It is all too easy to forget about the mechanics underlying our dining halls and composting set-up, but that doesn’t mean it isn’t critical to remember them. The Dining Services staff work constantly and tirelessly to prepare, serve and provide for more than 2000 students at the College. Not only do they have to cook and clean day in day out, but they also accommodate a vast range of dietary restrictions and try as best as they can to be sustainable. Awareness about the hidden, intangible work that visibly presents itself to us every day in the form of clean plates and fresh meals is difficult to internalize when we aren’t always witnessing the work behind the scenes. However, familiarizing ourselves with the circumstances that occur in the kitchens and the dish room and understanding how small choices make big differences are important in many ways. There are actions that we can take as a community to continue making the dining staff’s job easier and to not take their work for granted. In the meantime, we can also clear up some misperceptions that pertain to our composting system, which ultimately can make our campus even more renewable and environmentally friendly.
When I started working as a dishwasher at Mission Dining Hall, I was astounded by the never-ending work that needs to be done. Some staff members have shifts from 6 a.m. until 9 p.m., always on their feet and, unfortunately, always expecting a bigger mess than there needs to be. We are adults, and yet we somehow neglect to notice the clearly labeled trash and compost bins. Plates of uneaten food and napkins would appear on the (now broken) conveyer belt in the dish room at Mission. One morning, when I was cleaning out the upstairs bins for dining hall returns, I shed out an empty pack of cigarettes amidst the mess of congealed food. Trash cans are a mere 10 steps away, but again, it appears that forgetfulness takes over. We forget that people are cleaning up after us.

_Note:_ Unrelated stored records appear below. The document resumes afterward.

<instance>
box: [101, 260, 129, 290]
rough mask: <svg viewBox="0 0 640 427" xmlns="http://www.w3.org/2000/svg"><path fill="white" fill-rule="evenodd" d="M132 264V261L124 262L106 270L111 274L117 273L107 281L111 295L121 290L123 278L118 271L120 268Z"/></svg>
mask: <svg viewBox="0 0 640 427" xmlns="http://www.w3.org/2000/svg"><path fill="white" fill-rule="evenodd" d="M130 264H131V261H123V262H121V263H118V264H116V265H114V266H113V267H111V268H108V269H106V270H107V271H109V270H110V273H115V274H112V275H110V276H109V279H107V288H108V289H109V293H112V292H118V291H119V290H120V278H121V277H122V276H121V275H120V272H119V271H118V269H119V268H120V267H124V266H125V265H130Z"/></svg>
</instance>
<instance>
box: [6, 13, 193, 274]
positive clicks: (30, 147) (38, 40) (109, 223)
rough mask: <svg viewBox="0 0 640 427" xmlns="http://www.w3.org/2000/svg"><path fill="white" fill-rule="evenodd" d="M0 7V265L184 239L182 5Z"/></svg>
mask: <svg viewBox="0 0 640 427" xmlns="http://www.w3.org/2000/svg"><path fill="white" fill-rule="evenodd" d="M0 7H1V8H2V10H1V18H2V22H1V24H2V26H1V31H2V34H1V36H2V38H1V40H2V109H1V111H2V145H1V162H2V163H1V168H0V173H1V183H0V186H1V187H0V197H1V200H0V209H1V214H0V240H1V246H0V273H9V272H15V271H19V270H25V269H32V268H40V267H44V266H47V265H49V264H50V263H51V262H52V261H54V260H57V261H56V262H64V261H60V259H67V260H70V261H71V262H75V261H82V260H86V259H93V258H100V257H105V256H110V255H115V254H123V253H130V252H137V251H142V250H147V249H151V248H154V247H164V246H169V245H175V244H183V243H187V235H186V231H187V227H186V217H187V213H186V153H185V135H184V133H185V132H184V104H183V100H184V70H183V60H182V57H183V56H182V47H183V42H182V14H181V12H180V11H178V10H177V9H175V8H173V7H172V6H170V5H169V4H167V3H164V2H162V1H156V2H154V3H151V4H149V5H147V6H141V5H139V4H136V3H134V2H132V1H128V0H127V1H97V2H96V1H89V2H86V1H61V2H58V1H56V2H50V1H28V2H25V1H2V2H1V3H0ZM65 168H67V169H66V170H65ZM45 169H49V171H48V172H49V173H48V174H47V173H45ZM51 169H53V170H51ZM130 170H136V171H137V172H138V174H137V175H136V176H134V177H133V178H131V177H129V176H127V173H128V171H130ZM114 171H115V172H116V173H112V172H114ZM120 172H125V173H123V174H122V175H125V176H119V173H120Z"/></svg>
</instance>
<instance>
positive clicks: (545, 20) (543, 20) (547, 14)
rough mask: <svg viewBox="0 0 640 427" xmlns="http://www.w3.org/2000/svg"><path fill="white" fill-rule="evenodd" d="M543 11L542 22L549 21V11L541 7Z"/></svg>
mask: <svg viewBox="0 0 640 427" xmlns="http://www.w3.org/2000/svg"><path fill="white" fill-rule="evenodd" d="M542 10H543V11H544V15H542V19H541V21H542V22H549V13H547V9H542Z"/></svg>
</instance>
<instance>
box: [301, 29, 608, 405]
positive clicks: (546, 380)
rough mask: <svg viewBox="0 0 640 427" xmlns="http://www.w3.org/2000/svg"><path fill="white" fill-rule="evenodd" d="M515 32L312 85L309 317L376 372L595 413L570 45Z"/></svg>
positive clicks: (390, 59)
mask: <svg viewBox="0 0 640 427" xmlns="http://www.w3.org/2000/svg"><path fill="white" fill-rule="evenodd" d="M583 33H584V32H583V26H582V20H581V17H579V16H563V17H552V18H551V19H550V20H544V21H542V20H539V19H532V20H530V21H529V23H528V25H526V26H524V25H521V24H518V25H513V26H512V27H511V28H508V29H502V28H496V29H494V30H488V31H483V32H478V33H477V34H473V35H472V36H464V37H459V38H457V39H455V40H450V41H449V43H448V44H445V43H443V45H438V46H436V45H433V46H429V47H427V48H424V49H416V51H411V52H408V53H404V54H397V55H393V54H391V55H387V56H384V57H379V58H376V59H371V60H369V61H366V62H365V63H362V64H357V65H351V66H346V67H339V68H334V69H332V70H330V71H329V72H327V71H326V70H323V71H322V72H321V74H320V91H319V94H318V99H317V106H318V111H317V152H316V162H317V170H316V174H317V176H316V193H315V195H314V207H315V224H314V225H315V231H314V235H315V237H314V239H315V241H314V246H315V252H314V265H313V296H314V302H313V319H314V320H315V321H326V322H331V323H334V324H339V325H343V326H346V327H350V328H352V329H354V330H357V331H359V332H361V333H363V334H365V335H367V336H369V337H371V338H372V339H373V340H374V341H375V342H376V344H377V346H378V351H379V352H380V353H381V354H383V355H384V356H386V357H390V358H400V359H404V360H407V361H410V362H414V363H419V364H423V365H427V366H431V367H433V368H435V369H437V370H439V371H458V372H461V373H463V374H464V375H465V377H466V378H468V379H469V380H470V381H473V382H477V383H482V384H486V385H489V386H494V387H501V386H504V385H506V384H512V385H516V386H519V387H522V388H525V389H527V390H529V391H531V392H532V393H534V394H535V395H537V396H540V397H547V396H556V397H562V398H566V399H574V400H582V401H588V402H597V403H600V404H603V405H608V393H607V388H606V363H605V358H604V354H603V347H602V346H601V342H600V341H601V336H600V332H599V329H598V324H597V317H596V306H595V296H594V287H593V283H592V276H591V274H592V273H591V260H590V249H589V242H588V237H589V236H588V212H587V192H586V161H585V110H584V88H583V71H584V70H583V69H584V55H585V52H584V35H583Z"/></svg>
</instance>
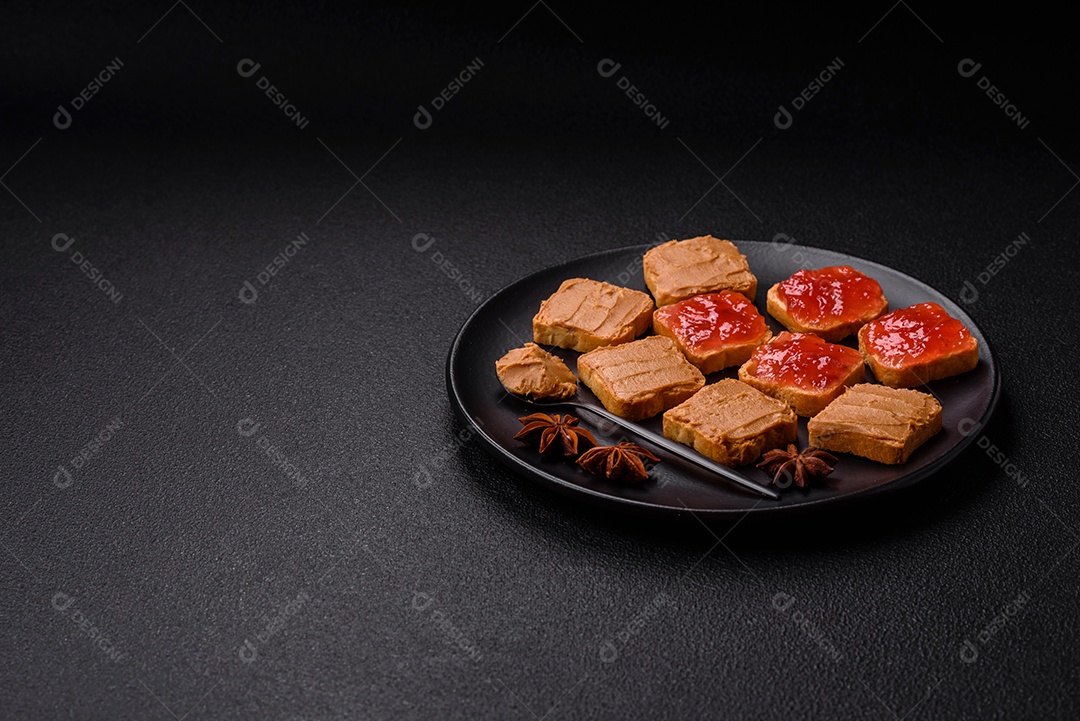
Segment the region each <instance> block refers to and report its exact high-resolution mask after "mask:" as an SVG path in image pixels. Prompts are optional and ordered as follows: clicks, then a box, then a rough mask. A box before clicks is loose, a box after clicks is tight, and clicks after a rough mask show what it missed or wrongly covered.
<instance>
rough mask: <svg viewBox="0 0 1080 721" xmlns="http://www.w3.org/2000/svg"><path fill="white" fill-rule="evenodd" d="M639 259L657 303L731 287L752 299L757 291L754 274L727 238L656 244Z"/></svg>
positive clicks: (751, 299)
mask: <svg viewBox="0 0 1080 721" xmlns="http://www.w3.org/2000/svg"><path fill="white" fill-rule="evenodd" d="M643 263H644V269H645V283H646V285H648V286H649V290H651V291H652V296H653V298H656V300H657V304H658V305H667V304H670V303H674V302H677V301H679V300H684V299H686V298H691V297H693V296H697V295H701V294H704V293H719V291H720V290H734V291H735V293H741V294H743V295H744V296H746V297H747V298H750V299H751V300H754V295H755V294H756V291H757V278H756V277H754V274H753V273H751V271H750V264H748V263H747V262H746V256H744V255H742V254H741V253H739V248H737V247H735V246H734V244H733V243H731V242H730V241H721V240H719V239H716V237H713V236H712V235H702V236H700V237H691V239H689V240H686V241H669V242H667V243H664V244H663V245H658V246H657V247H654V248H652V249H650V250H649V251H648V253H646V254H645V259H644V261H643Z"/></svg>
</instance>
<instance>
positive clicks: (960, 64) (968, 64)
mask: <svg viewBox="0 0 1080 721" xmlns="http://www.w3.org/2000/svg"><path fill="white" fill-rule="evenodd" d="M981 67H983V64H982V63H975V62H974V60H973V59H971V58H970V57H966V58H963V59H962V60H960V63H959V64H958V65H957V66H956V71H957V72H959V73H960V77H961V78H970V77H972V76H973V74H975V73H976V72H978V68H981Z"/></svg>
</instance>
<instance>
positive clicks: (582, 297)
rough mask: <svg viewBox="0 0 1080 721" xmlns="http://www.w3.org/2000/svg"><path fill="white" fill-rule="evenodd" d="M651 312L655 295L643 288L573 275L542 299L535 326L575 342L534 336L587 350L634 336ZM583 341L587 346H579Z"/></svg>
mask: <svg viewBox="0 0 1080 721" xmlns="http://www.w3.org/2000/svg"><path fill="white" fill-rule="evenodd" d="M651 313H652V299H651V298H649V296H648V295H647V294H644V293H642V291H640V290H631V289H630V288H622V287H620V286H617V285H611V284H610V283H603V282H600V281H590V280H588V278H583V277H572V278H569V280H567V281H564V282H563V284H562V285H561V286H559V287H558V290H556V291H555V293H554V294H553V295H552V296H551V297H550V298H548V299H546V300H544V301H543V302H542V303H540V311H539V312H538V313H537V314H536V316H535V317H534V318H532V328H534V335H537V334H538V332H542V331H543V330H546V331H548V332H549V334H550V332H552V331H556V332H557V331H563V335H564V336H572V342H566V343H564V342H557V340H554V339H553V340H548V339H546V338H544V339H535V340H541V342H552V343H553V344H557V345H562V346H564V348H575V349H576V350H579V351H588V350H592V349H593V348H596V346H597V345H603V344H607V343H622V342H626V341H631V340H633V339H634V338H635V337H636V336H637V335H639V334H642V332H643V331H644V330H645V329H646V328H647V327H648V325H649V322H650V321H651ZM582 341H584V344H585V345H588V348H580V346H579V345H582Z"/></svg>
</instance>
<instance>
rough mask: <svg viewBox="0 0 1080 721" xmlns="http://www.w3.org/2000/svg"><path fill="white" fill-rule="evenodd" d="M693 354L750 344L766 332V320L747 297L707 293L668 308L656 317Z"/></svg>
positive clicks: (661, 309) (703, 352)
mask: <svg viewBox="0 0 1080 721" xmlns="http://www.w3.org/2000/svg"><path fill="white" fill-rule="evenodd" d="M656 317H657V321H658V322H660V323H662V324H663V325H665V326H666V327H667V328H670V329H671V331H672V332H673V334H674V335H675V337H676V338H677V339H678V341H679V343H681V345H683V346H684V348H686V349H687V350H688V351H689V352H691V353H696V354H704V353H707V352H708V351H716V350H720V349H723V348H727V346H730V345H739V344H742V343H748V342H751V341H753V340H755V339H757V338H760V337H761V336H762V335H764V334H765V331H766V325H765V317H764V316H762V315H761V314H760V313H759V312H758V310H757V307H756V305H754V303H752V302H751V301H750V300H747V299H746V297H745V296H743V295H742V294H738V293H732V291H731V290H724V291H721V293H707V294H705V295H702V296H694V297H692V298H687V299H686V300H680V301H679V302H677V303H672V304H671V305H664V307H663V308H661V309H659V310H658V311H657V313H656Z"/></svg>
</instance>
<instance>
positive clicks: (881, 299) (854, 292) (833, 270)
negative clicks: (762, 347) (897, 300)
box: [766, 266, 889, 343]
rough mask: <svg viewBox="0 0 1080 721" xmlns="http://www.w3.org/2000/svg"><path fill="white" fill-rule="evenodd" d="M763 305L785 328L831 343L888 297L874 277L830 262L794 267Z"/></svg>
mask: <svg viewBox="0 0 1080 721" xmlns="http://www.w3.org/2000/svg"><path fill="white" fill-rule="evenodd" d="M793 302H794V303H795V305H794V307H792V303H793ZM766 305H767V309H768V311H769V315H771V316H772V317H774V318H777V319H778V321H780V323H781V324H782V325H783V326H784V327H785V328H787V329H788V330H794V331H796V332H812V334H814V335H816V336H821V337H822V338H824V339H825V340H827V341H829V342H832V343H835V342H836V341H839V340H842V339H843V338H847V337H848V336H850V335H851V334H853V332H856V331H858V330H859V329H860V328H862V327H863V326H864V325H866V324H867V323H869V322H870V321H873V319H874V318H876V317H878V316H880V315H881V314H882V313H885V312H886V310H888V308H889V301H888V300H886V297H885V294H883V293H882V291H881V286H880V285H878V283H877V281H875V280H874V278H872V277H869V276H867V275H864V274H863V273H860V272H859V271H856V270H855V269H854V268H851V267H850V266H832V267H828V268H821V269H818V270H802V271H797V272H796V273H794V274H793V275H792V276H791V277H788V278H786V280H785V281H781V282H780V283H777V284H775V285H773V286H772V287H770V288H769V291H768V293H767V294H766Z"/></svg>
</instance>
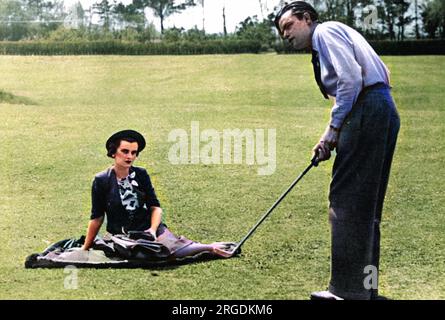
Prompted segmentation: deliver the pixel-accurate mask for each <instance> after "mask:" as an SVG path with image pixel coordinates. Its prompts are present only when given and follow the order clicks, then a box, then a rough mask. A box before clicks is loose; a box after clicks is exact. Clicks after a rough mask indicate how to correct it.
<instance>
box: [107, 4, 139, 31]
mask: <svg viewBox="0 0 445 320" xmlns="http://www.w3.org/2000/svg"><path fill="white" fill-rule="evenodd" d="M113 13H114V16H115V19H116V20H117V24H118V25H119V28H120V29H125V28H127V27H133V28H136V29H138V30H141V29H143V28H144V27H145V24H146V18H145V14H144V11H143V10H141V9H140V8H138V7H137V6H136V5H135V4H134V3H130V4H128V5H124V4H122V3H118V4H117V5H115V6H114V8H113Z"/></svg>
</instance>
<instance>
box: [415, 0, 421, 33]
mask: <svg viewBox="0 0 445 320" xmlns="http://www.w3.org/2000/svg"><path fill="white" fill-rule="evenodd" d="M419 8H420V7H419V3H418V0H414V21H415V26H414V32H415V35H416V39H420V32H419Z"/></svg>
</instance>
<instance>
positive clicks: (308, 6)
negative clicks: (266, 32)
mask: <svg viewBox="0 0 445 320" xmlns="http://www.w3.org/2000/svg"><path fill="white" fill-rule="evenodd" d="M289 10H292V14H296V13H303V12H308V13H309V15H310V16H311V19H312V20H313V21H317V20H318V13H317V11H316V10H315V8H314V7H313V6H311V5H310V4H309V3H307V2H305V1H293V2H291V3H287V2H285V4H284V7H283V8H281V10H280V11H278V13H277V14H276V16H275V21H274V22H275V27H276V28H277V29H278V31H279V32H280V34H281V30H280V26H279V22H280V19H281V17H282V16H283V15H284V14H285V13H286V12H287V11H289Z"/></svg>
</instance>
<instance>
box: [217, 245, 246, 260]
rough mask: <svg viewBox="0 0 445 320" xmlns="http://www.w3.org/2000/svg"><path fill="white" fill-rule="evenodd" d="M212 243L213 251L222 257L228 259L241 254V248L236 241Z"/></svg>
mask: <svg viewBox="0 0 445 320" xmlns="http://www.w3.org/2000/svg"><path fill="white" fill-rule="evenodd" d="M212 245H213V252H214V253H215V254H217V255H218V256H220V257H221V258H226V259H228V258H233V257H234V256H236V255H239V254H241V248H239V247H238V243H235V242H214V243H212Z"/></svg>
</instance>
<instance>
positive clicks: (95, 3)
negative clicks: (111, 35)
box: [93, 0, 113, 30]
mask: <svg viewBox="0 0 445 320" xmlns="http://www.w3.org/2000/svg"><path fill="white" fill-rule="evenodd" d="M112 9H113V5H112V4H110V2H109V1H108V0H102V1H101V2H97V3H95V4H94V5H93V10H94V12H95V13H96V14H98V15H99V17H100V21H101V24H102V27H103V28H104V29H105V30H110V28H111V22H112V15H113V11H112Z"/></svg>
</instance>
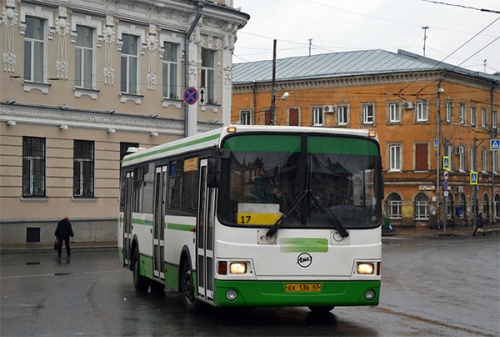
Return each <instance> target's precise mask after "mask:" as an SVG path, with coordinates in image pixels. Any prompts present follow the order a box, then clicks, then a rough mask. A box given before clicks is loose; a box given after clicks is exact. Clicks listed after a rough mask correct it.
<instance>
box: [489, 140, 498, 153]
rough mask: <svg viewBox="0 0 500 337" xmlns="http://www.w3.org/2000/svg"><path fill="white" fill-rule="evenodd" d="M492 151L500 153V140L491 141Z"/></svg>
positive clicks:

I’ll admit that I was a perpetrator of this mentality; I lacked consideration or awareness of the people behind the conveyor belt that magically whisks our plates away. The miniscule amount of time and energy we save when leaving a mess only adds more time and energy to someone else’s already busy plate. I think we all could bear a smidgen more responsibility and exponentially make a huge difference. We are adults, after all, even if we are all guilty of chowing on chicken fingers and tater tots sometimes.
As a dishwasher, I’ve also learned about the unspoken, concealed trade-offs that must occur when efficiency and time must be maximized. Our campus prides itself on having compost facilities at every dining hall. However, what students don’t know and what is not explicitly revealed is that this “compost” is normally deemed trash regardless; it is almost always contaminated with non-compostable items like plastic wrappers and utensils. One time while working, I even witnessed someone put their ice bag, covered in tape, right into the “compost only” bin. I tried to speak to him about it, a little intimidated as a first-year (in my purple Williams Dining hat and one-size- fits- all apron), but he just shrugged his shoulders. After he left, I returned to the compost bin, trying (and failing) to remove the ice bag. I resigned myself to the fact that the company that picks up the compost from the College would refuse to take it. That one ice bag had turned compost into trash. The student made a deliberate choice with an easy but an irrevocable and harmful consequence.
I hope cognizance of this issue will help Williams become a more appreciative and environmentally aware community. We are vibrant and dedicated, but we should intend to do our part alongside the many contributors to our campus, including the perpetually working and accommodating dining staff. Little actions will go a long way, whether that’s composting what is meant to be composted or clearing a plate completely, and forgetfulness can be forgotten.
Elisabeth Lualdi ’21 is from Cape Elizabeth, Maine. Her major is currently undecided.